Alice Munro ante el espejo del Me Too
Que su obra pueda ser despreciada tras las revelaciones de su hija tal vez tenga que ver con nuestra tendencia a sentirnos traicionados por quienes nos hacen sentir o pensar cosas como si fueran propias
Los caminos abiertos por la onda expansiva del Me Too son difíciles de escrutar. El último episodio ha estallado contra una mujer, la recientemente fallecida Alice Munro, Nobel de Literatura en 2013, al conocerse, por medio de las revelaciones de su hija, que la narradora canadiense habría ignorado a sabiendas los abusos sexuales de su padrastro cuando aquella era una niña. ¿Qué debemos pensar ahora sobre Munro y su obra? ¿La desvirtúa o debe sobrevivir a las presuntas miserias de su creadora? ¿Qué ocurre cuando el secreto guardado es el de una mujer que había sido capaz de crear, precisamente, una habitación propia, demostrando que la fórmula de Virginia Woolf era posible?
Munro escribía mientras se ocupaba de las labores que sostienen la vida y el hogar, y en sus cuentos nos habla de la violencia doméstica o el abuso al tiempo que desafía los códigos del escritor intelectual. Que su obra pueda ser despreciada tras las revelaciones de su hija tal vez tenga que ver con nuestra tendencia a sentirnos traicionados por quienes nos habían hecho sentir o pensar cosas como si fueran propias, aunque en el fondo todas las historias de Munro sean ambivalentes y, como todos nosotros, no están libres de oscuridad. Y quizá ahí esté el problema: mitificamos a los creadores, pues deseamos creer que su voz literaria expresa la totalidad de su ser. ¿Cómo es posible que una mujer como ella se comportase de una manera tan despreciable? Y sin embargo, ¿dejaríamos de leer a Shakespeare si descubriéramos alguna monstruosidad así en su biografía?
La historia condensa todos los elementos del Me Too: la impunidad del agresor y el abuso perpetuado por la cultura del silencio. Quizá por eso nos incomode detenernos en las espinas de un caso como este, reflexionar sobre esas formas de respuesta o retaliación que Martha Nussbaum llama los “vicios de la víctima”. Al enfrentarnos a denuncias públicas difíciles de demostrar, evitamos preguntas pertinentes sobre si el daño sufrido afecta a la personalidad moral de quien lo sufre. ¿Qué reconocimiento esperamos mostrando nuestra herida? ¿Es inevitable aliviar un trauma mediante la retribución y el desprestigio social del victimario? ¿Le colgamos una letra escarlata para convertirlo en apestado o indagamos sobre otras formas de aliviar lo que percibimos como un daño social y casi personal?
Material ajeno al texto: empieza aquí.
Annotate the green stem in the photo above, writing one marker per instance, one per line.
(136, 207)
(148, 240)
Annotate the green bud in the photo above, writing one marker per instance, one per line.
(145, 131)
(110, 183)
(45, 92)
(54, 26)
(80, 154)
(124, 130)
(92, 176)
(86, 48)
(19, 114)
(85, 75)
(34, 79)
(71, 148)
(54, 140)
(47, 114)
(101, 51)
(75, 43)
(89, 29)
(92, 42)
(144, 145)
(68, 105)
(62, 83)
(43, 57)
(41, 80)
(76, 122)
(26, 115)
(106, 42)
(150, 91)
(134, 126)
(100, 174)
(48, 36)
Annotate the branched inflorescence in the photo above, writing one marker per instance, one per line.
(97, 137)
Nussbaum nos emplaza a preguntarnos sobre estas verdades dolorosas: ¿son nuestra ira y el castigo que pedimos para Munro actos realmente virtuosos?
El caso nos devuelve al debate sobre el espacio ético de la curación y nos hace preguntarnos si mostrar continuamente nuestro dolor y cicatrices es necesario o eficaz para producir un cambio ético y político. También porque exponer la violencia sufrida puede convertirse en otra forma de violencia, al desviar la atención sobre el agresor o las razones estructurales del abuso depositando la responsabilidad en la propia víctima. Al hablar de los vicios de la victimización, Nusbbaum reconoce que la ira nacida del abuso implica una solidaridad acrítica (“Hermana, yo sí te creo”) que es munición necesaria para el combate contra la opresión. Pero esa rabia solo es fructífera si da el salto hacia una transición que mire hacia el futuro y construya una salida distinta a partir de lo experimentado. ¿Qué hacemos, entonces, con Alice Munro? Porque la obra de un creador tal vez no deba juzgarse en ese espacio de la curación. No lo hicimos con Marx, Rousseau, De Beauvoir, Neruda o Gil de Biedma, y no creo que la obra de Munro merezca menos.